At least one blogger isn't cheering yesterday's news that President Obama has nominated an openly gay lawyer for ambassador to New Zealand and Samoa.

Openly gay The Atlantic political commentator Andrew Sullivan is calling the pick a nod to gay rights group the Human Rights Campaign (HRC) and too little, too late.

“So we now have the slogan that sums up the Obama record on gay rights: Not much worse than Bush,” Sullivan wrote in a post titled We Get A Gay Ambassador!

“[T]he Democratic party which takes our money and counts on our votes still thinks we can be fobbed off with gestures and symbols and a nice speech,” he added, referring to Obama's planned keynote speech Saturday at the HRC's annual fundraiser.

HRC President Joe Solmonese called the choice “good for America.”

“And, of course, HRC loves nothing more than that and they will milk this for more money and even plusher buildings and higher salaries for their professional Washington careerists, even as they get nothing done or passed,” Sullivan continued. “They like it that way. It keeps them in business. And the love-fest Saturday night will be sick-making.”

But Earl Ofari Hutchinson's Huffington Post blog post titled Obama Is Gay's Best Friend – To Say Otherwise Is Shortsighted, Insulting And Just Plain Dumb, which appeared on the same day, argues just the opposite.

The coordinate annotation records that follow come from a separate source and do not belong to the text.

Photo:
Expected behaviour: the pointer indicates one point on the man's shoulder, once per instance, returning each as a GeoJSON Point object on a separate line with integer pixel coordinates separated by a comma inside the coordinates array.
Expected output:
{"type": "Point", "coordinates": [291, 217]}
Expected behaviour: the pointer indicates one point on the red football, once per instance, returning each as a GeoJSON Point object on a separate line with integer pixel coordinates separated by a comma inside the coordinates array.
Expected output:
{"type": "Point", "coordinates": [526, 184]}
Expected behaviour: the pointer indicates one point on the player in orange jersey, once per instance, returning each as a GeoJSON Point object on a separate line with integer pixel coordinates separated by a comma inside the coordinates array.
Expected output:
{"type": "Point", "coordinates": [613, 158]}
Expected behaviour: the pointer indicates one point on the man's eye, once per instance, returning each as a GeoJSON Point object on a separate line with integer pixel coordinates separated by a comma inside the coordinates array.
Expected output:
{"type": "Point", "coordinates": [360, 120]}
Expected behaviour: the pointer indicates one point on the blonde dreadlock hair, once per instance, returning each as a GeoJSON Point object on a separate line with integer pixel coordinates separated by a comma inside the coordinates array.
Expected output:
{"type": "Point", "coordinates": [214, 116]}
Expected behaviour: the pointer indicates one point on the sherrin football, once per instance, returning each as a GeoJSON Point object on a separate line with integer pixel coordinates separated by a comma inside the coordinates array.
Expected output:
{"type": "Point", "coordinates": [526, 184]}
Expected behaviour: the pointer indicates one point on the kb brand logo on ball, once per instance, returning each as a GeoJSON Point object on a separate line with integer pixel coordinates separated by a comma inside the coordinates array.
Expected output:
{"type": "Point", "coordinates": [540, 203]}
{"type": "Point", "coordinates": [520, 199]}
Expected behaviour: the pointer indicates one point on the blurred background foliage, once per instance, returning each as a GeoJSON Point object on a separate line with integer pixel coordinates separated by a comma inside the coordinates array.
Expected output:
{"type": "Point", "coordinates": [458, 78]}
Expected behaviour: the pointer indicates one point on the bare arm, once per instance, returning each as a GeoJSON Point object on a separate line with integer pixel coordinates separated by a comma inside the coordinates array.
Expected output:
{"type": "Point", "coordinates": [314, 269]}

“Obama is not a hypocrite or betrayer on gay rights simply because he does not back gay marriage,” Hutchinson says. “Whenever he's been asked he's made it clear that he strongly believes that the only marriage that can be called marriage is between a man and a woman. This has nothing to do with his solid, and at times outspoken, support for anti-discrimination, civility, and just plain human respect for gay rights.”

“Obama is the best friend that gays have had in the White House – ever,” he adds.

Sullivan disagrees, saying that what Obama has done – speechmaking mostly – is simply window dressing.

“[W]e're not equals to this president or his party, whatever he says and however well he puts it. … He knows what to do. And he refuses to do it. That's more eloquent than any speech ever could be.”